Question: Can you explain why you subtracted the alpha of enamel?

 

Lisa Pruitt: Because you’re looking at the differential of thermal expansion. So you’re looking at what’s the overall change. So you’re assuming at the boundary, the thermal expansion difference between how much – in other words, the thermal expansion is going to occur in the resin but it’s going to also have a temperature effect that’s going to be balanced by what’s going on in the enamel itself. So if you add delta T, you don’t just have the resin expanding, you also have contribution of what your dental tissue is doing as well. So you subtract that away. The same question, okay. Yeah, so we subtract out the counterpart, so we subtract that away because it’s also experiencing a thermal expansion effect.

 

So again that was very simplistic approach, just taking a simplistic strain, looking at how we can convert that to a simple force but it gives you perspective of just something we would design for differently in dental applications that we would never see in any of the other materials. So delta T issues are an issue.

 

So if we look at just some of the environmental effects, chewing forces, I think when you first think about dental applications, you don’t tend to think of the forces in the mouth being very high. And the forces in the jaw are extraordinarily high and if you look at [the bright] enamels, you can get extraordinarily high because it relies on their mechanism for prey and predatory effects. But just for a human a chewing force can be up to 900 Newtons. And so you’ve got a high cyclic loading capability. You can have large temperature differences. So we talked about 37 C being the sub-point and here in the mouth you’re looking at potentially a 50 degree C range. So you can run that through and not just singularly in one day but multiple times a day. So you just think about that effect of having something very, very cold, or something very, very hot and probably every one of you has done that, right, at some point, you’ve had something very cold and very hot or vice versa and you probably get a little tinge of nerve response when you did so.
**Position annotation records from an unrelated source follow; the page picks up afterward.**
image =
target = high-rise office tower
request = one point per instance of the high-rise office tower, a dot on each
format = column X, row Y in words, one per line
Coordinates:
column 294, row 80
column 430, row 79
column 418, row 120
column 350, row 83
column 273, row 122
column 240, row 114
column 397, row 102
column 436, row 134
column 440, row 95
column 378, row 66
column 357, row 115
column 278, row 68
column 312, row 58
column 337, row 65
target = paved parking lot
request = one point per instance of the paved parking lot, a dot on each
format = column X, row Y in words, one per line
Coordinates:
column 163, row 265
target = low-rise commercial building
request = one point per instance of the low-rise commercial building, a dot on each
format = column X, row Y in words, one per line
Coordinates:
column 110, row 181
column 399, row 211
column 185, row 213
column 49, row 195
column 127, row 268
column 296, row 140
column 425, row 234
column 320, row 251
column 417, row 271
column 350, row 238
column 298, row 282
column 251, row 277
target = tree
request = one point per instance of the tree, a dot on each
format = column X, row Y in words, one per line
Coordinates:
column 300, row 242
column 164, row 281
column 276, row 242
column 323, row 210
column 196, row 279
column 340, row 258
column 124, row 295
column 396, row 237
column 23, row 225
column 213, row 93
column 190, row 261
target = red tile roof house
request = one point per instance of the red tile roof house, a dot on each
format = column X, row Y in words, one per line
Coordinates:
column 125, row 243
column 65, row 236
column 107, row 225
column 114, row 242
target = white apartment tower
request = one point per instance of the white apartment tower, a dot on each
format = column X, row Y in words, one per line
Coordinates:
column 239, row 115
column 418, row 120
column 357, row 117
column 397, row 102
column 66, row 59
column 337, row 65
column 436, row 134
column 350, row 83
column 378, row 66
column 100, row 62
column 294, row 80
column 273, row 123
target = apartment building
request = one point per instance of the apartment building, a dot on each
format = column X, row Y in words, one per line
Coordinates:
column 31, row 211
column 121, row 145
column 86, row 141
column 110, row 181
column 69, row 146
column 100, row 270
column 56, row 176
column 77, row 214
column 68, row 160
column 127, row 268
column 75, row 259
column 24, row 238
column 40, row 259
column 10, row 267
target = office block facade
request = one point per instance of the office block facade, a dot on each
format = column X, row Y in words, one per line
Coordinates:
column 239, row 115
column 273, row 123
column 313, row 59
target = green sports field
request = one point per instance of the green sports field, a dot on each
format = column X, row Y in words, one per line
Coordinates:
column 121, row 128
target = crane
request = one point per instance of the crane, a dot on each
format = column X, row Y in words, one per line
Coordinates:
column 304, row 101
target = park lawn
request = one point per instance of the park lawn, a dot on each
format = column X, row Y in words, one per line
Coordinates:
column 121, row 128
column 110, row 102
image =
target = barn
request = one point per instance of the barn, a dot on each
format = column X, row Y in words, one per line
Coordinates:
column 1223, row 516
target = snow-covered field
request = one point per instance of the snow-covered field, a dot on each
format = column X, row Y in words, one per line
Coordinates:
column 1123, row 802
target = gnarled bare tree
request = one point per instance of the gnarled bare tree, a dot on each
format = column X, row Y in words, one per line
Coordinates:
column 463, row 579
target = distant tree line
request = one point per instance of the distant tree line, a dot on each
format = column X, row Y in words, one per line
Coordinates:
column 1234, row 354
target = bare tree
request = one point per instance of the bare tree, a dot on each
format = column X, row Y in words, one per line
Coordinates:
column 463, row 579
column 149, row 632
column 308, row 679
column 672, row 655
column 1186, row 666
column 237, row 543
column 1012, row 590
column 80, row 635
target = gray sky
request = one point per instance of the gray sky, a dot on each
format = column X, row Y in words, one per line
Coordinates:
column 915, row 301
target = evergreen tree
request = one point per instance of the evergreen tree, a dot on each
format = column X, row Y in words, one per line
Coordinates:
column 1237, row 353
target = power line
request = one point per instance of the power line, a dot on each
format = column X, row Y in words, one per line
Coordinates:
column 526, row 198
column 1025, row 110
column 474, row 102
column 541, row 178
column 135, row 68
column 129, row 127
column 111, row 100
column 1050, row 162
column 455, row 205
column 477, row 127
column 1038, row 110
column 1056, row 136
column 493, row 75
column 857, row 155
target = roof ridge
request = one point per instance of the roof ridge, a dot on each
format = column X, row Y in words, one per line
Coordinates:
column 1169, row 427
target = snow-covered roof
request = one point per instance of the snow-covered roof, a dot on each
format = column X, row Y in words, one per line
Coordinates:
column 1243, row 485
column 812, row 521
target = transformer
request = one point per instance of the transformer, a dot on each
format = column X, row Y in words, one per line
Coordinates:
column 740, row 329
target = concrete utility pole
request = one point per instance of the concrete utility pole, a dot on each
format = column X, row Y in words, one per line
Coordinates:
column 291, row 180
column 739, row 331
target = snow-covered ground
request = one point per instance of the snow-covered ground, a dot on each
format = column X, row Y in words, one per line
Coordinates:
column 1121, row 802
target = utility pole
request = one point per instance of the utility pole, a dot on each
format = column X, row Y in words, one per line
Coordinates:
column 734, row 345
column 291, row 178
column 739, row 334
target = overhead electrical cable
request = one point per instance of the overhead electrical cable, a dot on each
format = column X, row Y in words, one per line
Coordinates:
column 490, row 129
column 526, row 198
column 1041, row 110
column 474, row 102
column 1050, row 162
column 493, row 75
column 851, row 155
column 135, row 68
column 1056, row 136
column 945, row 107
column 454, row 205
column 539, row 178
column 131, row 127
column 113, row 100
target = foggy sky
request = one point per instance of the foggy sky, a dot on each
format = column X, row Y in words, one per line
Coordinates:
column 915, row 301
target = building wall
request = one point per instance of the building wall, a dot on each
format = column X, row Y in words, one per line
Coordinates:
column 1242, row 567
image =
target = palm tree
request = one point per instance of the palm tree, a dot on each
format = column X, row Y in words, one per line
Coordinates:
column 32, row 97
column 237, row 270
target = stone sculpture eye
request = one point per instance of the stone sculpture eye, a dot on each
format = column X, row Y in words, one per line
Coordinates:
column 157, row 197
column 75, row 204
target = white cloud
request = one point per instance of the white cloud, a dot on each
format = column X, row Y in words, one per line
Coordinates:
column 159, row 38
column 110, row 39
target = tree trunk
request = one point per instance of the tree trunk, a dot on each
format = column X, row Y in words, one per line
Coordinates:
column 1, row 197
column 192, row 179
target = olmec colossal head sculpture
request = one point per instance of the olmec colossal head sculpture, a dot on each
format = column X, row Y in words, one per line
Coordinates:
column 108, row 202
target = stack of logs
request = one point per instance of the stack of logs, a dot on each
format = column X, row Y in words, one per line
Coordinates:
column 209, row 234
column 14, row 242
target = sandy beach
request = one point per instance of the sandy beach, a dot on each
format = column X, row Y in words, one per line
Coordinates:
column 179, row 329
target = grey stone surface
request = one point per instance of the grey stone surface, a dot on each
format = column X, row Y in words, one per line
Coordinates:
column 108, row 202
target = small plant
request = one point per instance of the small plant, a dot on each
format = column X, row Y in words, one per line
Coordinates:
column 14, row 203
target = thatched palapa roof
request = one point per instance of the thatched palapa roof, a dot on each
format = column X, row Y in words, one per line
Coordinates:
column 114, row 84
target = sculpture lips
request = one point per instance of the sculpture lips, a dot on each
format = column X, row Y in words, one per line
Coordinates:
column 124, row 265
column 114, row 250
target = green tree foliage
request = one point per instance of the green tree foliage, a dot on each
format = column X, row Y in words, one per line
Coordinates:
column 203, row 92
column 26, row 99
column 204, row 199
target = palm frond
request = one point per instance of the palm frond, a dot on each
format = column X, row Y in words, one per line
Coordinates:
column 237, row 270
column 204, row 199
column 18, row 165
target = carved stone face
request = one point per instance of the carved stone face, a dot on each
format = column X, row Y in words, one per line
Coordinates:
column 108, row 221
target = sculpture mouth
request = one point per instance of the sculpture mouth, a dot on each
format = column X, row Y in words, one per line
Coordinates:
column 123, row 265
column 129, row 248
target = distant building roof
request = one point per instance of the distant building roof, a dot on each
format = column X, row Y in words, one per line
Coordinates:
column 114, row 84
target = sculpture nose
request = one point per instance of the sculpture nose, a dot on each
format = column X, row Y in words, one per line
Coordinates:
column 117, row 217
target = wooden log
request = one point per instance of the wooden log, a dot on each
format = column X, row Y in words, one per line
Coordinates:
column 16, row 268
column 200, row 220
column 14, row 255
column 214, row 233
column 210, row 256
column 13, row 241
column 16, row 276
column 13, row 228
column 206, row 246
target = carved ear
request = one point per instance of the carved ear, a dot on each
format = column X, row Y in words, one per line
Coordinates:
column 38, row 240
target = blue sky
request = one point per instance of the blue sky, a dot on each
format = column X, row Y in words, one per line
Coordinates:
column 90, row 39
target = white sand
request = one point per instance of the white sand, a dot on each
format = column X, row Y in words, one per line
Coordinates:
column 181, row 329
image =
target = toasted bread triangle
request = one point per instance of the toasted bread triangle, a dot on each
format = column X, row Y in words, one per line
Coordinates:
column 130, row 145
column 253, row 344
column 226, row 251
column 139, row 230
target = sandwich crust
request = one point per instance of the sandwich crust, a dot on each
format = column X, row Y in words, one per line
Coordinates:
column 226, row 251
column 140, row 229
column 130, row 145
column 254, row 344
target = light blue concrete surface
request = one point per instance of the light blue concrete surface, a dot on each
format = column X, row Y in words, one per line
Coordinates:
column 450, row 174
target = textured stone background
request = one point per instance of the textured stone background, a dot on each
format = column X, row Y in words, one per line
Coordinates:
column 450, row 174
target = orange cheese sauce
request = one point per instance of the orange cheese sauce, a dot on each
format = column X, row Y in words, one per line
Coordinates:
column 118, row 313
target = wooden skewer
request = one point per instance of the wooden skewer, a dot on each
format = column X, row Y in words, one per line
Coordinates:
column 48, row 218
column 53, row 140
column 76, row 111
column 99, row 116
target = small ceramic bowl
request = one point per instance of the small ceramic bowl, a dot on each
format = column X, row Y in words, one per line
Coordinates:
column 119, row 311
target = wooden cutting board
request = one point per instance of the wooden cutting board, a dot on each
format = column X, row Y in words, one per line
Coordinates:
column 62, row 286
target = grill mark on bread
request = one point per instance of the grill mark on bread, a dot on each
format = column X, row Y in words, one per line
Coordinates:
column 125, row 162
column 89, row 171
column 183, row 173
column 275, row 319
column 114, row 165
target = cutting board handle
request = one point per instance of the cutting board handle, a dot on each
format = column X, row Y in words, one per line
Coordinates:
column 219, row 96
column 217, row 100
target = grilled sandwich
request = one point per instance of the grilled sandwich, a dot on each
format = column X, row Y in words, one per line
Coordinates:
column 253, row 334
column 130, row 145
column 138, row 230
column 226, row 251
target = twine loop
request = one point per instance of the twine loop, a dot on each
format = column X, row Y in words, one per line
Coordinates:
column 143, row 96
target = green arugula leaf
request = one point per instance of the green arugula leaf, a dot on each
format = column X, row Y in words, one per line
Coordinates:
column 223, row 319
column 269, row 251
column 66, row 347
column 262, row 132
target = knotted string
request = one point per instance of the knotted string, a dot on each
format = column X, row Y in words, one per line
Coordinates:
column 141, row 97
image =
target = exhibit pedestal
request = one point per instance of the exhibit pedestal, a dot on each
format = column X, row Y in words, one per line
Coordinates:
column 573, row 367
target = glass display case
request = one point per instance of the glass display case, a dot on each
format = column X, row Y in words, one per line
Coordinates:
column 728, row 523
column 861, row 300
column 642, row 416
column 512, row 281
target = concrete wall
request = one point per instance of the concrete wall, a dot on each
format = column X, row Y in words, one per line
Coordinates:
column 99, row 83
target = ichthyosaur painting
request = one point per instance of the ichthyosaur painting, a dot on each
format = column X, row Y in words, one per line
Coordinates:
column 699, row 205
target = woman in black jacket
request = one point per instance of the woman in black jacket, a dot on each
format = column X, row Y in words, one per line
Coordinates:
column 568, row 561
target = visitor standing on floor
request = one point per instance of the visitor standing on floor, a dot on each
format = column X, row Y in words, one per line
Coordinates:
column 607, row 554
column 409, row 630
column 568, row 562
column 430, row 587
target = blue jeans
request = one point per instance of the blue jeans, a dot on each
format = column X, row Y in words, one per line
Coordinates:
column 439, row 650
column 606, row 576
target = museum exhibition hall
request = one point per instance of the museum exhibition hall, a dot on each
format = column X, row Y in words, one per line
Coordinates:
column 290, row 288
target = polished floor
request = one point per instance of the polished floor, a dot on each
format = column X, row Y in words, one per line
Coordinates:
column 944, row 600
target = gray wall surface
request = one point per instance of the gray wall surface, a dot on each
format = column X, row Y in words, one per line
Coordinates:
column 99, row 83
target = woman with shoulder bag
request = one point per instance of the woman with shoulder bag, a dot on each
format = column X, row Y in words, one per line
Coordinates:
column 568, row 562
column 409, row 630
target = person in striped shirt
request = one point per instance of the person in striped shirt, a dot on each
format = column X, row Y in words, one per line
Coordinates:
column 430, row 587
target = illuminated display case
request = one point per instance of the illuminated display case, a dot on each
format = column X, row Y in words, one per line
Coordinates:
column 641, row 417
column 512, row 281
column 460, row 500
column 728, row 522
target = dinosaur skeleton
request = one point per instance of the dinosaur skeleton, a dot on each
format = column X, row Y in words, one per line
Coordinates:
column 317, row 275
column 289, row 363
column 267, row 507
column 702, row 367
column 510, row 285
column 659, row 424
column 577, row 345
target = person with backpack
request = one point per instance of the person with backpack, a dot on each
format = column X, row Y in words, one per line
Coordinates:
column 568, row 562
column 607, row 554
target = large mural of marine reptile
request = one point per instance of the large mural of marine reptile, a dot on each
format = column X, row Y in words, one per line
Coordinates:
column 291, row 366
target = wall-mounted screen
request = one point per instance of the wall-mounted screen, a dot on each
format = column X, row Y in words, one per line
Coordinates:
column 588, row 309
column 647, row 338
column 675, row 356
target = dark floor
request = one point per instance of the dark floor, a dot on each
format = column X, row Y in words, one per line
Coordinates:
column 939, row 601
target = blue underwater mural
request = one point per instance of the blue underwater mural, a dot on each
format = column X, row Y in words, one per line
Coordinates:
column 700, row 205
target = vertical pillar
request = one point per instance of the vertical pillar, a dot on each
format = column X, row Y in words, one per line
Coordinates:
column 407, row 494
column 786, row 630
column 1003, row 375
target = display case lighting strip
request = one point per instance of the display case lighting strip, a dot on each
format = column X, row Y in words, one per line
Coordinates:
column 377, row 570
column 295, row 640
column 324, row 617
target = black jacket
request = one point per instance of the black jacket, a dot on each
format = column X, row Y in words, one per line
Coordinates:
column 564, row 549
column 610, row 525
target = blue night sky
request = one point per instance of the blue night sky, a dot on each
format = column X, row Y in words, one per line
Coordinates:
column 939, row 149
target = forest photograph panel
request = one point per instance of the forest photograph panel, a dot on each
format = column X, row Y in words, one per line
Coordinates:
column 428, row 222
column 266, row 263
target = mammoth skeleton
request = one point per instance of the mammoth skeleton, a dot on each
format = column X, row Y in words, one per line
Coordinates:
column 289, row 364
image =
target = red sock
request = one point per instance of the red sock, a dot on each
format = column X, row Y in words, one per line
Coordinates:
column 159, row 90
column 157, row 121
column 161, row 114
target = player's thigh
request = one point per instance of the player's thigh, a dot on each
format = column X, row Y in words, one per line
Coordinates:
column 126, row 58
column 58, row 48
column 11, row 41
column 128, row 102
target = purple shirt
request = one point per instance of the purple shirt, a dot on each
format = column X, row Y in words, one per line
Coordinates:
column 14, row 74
So there’s truly a thermal expansion that occurs and you can actually feel that right down to the innervated part of the tissue.

 

Large pH differences, so again enormous bodies of literature on the role of pH and the role of different types of a composition of saliva in various foods and how that plays a role of pH in the mouth. And it sounds silly, but it makes an enormous difference, large variety of chemical compositions from food, so I am sipping on my — we all have — some of us have coffee, some of us are chewing gum, we’re all loading our teeth in one way or another. So lots of issues.

 

Going back to what I started with, you’ve got a number of parameters to think about, you’ve got cyclic loads. So we have to think about fatigue resistance, when designing for these TMJ designs there’s a number of issues. There is overall fracture. So you’ve got a post-scenario, so you wouldn’t want to have fracture of the device. You’ve got again a bearing combination. So you’ve got metal on polymer, so we need to be thinking about wear assistance. You’ve got metal that’s now going to live in the presence of saliva, low pH, so you’ve got moisture, temperature and pH issues. So, you’ve got a big-time corrosion problems. And if we thought we had a corrosion design issue when we got to the Morse taper, you stick something in the mouth and talk about having crevice corrosion issues, you’ve got some design standards to worry about.